Победа вопреки Сталину. Фронтовик против сталинистов - стр. 48
Эмоционально прозвучало выступление начальника инженерной службы дивизии. Полковник-инженер с седой головой сказал: «Давайте глазами героев пьесы «Фронт» посмотрим на себя и подумаем вот о чем. В 41-м я служил на старой границе. Мы демонтировали одни укрепленные районы и строили новые. Приведу пример. Если бы командующий брестским гарнизоном в первый день войны взял всю ответственность на себя – враг перейти реку Буг не смог бы. На этом участке западной границы к началу войны находились крупные силы Красной Армии. Хорошо обученные кадровые войска. Разве среди нас нет и сейчас подобных военачальников?» Кто-то бросил реплику: «Приведите пример». Полковник не смутился. Спокойно ответил: «Сами знаете».
Начальник штаба дивизии, не стесняясь, грубо обрушился на пьесу:
– За кого нас принимает товарищ Корнейчук? Пьеса – вредная. Это откровенная попытка вбить клин между различными поколениями командиров.
Шумели офицеры, подавали реплики, перебивали выступающих. Комдив старался утихомирить всех. Еще хлеще высказался 30-летний подполковник Толя Кочергин, командир артиллерийского полка: «Главпур хочет знать наше мнение, – сказал он, – прошу, товарищи главпуровцы, как говорят украинцы, – это не пьеса, а сплошная «брехня». Где товарищ драматург увидел горловых, этих кавалеристов? Да их еще до войны вычистили из армии. Кто-то наверху решил свалить собственные грехи на героев Гражданской войны...» Я услышал, как зашипел недалеко от меня сидящий начальник особого отдела дивизии: «Что говорит, мерзавец? В кутузку его! Да нельзя. Запомним».

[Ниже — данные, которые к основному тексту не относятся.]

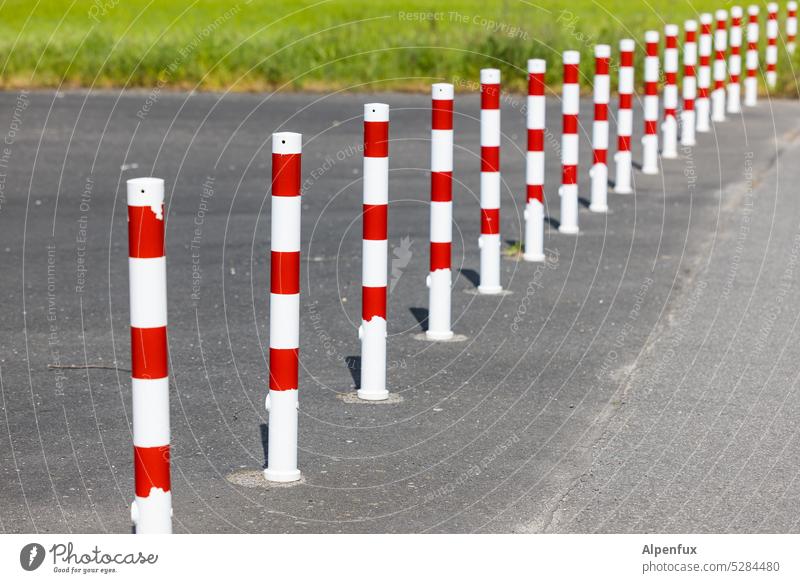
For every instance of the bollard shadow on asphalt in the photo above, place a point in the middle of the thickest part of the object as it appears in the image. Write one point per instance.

Я вглядывался в Леонида Федоровича Борисова, и мне стало его жалко. Он сам был сильно смущен. Вероятно, не ожидал столь бурной реакции, в основном негативной, на пьесу, а выходит, как он считал, и против воли ЦК партии. Он предложил свернуть выступления. «Вроде все ясно...».
Вихрь эмоций вокруг пьесы и ее обсуждения захватил всех, и еще не скоро люди остыли.
Почему фронт не принял пьесу Корнейчука? Я думал об этом и пришел к следующему выводу. Дело не в обиде. Нас, фронтовиков, шельмовали, и не раз, всякие «корнейчуки». Очевидно, многие, прочитав пьесу, увидели за поднятым ненадолго занавесом якобы «свободной мысли» нечто такое, о чем они давно уже отвыкли думать. Но никто – от генералов до рядовых офицеров – не отважился разглядеть пристальнее «это нечто такое». Открыто высказаться о нем.
К сожалению, немногие из нас тогда понимали, что драматург как смог исполнил партийное задание. Написал пьесу-агитку, а Сталин поднял ее чуть ли не на недосягаемую высоту.
Почему? Сталин прекрасно понимал: идет второй год войны, и армия, и народ, мировая общественность все чаще задают вопрос: «как могла произойти катастрофа в 41-м?» Допустим, тогда он объяснял происшедшее внезапностью нападения. В 42-м внезапности уже быть не могло. Вновь – катастрофа. И какая! В чем причины, кто виноват во всей этой огромной трагедии в истории России?
Политические соображения у Сталина, как и у Гитлера, всегда перевешивали военные. Пьеса «Фронт» должна была объяснить миллионам встревоженных людей: виноват в новых катастрофах не товарищ Сталин, Верховный Главнокомандующий, а армейские ошибки, порожденные Горловыми...
Известно, что Сталин до самой смерти так и не признал своей вины ни за позорные поражения, ни за неисчислимые людские потери, которые до сих пор точно не подсчитаны, то есть фактически за гибель нескольких поколений советских людей.